I think it’s amazing how different every doctor is when it comes to pain management. I have been to the er many of times. The worst pain was a kidney stone that was just leaving my kidney and they gave me 2 percocet for the pain. Another was strep throat, and I needed antibiodics so I could work. They also gave me some sort of steroid to help with the swollen throat. They asked me what my pain was I said a low 2. Then the PA said he could give me some dilaudid(sp) but I wouldn’t be able to drive. It’s like some Drs care too much. And some don’t care. All they care is that they get paid.

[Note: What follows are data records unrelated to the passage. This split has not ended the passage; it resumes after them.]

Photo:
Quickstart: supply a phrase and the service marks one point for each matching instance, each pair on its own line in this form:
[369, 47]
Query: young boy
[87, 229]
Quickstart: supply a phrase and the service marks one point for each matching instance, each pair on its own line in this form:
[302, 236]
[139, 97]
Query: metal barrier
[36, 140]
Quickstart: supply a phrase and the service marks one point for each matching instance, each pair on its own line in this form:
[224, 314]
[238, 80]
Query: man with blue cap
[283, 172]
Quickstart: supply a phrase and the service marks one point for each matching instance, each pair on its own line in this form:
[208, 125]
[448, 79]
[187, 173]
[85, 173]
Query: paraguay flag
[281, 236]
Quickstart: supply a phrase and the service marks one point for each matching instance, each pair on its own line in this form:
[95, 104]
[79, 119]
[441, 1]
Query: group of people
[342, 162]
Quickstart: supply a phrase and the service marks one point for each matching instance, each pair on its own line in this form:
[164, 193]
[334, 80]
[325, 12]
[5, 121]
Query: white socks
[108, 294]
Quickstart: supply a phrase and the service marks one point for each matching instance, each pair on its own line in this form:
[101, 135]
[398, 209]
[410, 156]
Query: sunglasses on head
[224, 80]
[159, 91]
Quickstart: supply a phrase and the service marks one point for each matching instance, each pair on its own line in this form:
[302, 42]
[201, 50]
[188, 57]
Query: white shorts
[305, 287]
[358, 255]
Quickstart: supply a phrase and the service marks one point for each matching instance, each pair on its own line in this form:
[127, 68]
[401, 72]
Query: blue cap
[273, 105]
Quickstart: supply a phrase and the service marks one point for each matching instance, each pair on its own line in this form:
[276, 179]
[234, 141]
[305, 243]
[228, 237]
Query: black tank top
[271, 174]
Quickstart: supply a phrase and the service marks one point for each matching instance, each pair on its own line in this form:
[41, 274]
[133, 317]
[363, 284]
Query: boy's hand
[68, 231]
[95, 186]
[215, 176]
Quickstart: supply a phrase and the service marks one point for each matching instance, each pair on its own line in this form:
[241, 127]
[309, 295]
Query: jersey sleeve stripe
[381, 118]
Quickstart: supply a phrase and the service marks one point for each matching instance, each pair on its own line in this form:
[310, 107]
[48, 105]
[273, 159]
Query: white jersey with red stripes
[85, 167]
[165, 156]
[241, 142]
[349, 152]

yes there all true but all of the pill abuse is giving people like me a bad rep im only 27 and i have had cronic pain for year legs problems spin and now ive been dignosed with high risk HVP and now i cant get help for the pain i now have so all you addicts find a new drug or rehab and let the people have them who need them
I have Crohns Disease and with this has had many trips to the e.r. usually ending up in a week long hospital stay. I also have four children which makes this difficult. Sometimes I get doctors who care about pain relief and some who treat me like a drug addict untill they get a call from my G.I. who verfies yes I’am in real pain, yes I may need another surgery. The biggest problem I have is with severe nausea. I have had an issue with an e.r. doctor who didnt want to give me nausea medicine! I guess he didnt believe me untill I threw up on his shoes. I guess I just dont understand if the e.r. doctors know I have a verifable disease…..why treat me like a drug addict. Esp if I get my pain meds from my G.i. not the er doc and part of the reason Iam there is because the g.i. sent me in for bledding and to get scans. I guess because Iam a stay at home mom my husbands works for b.p. and I dont have a medical degree so I dont matter.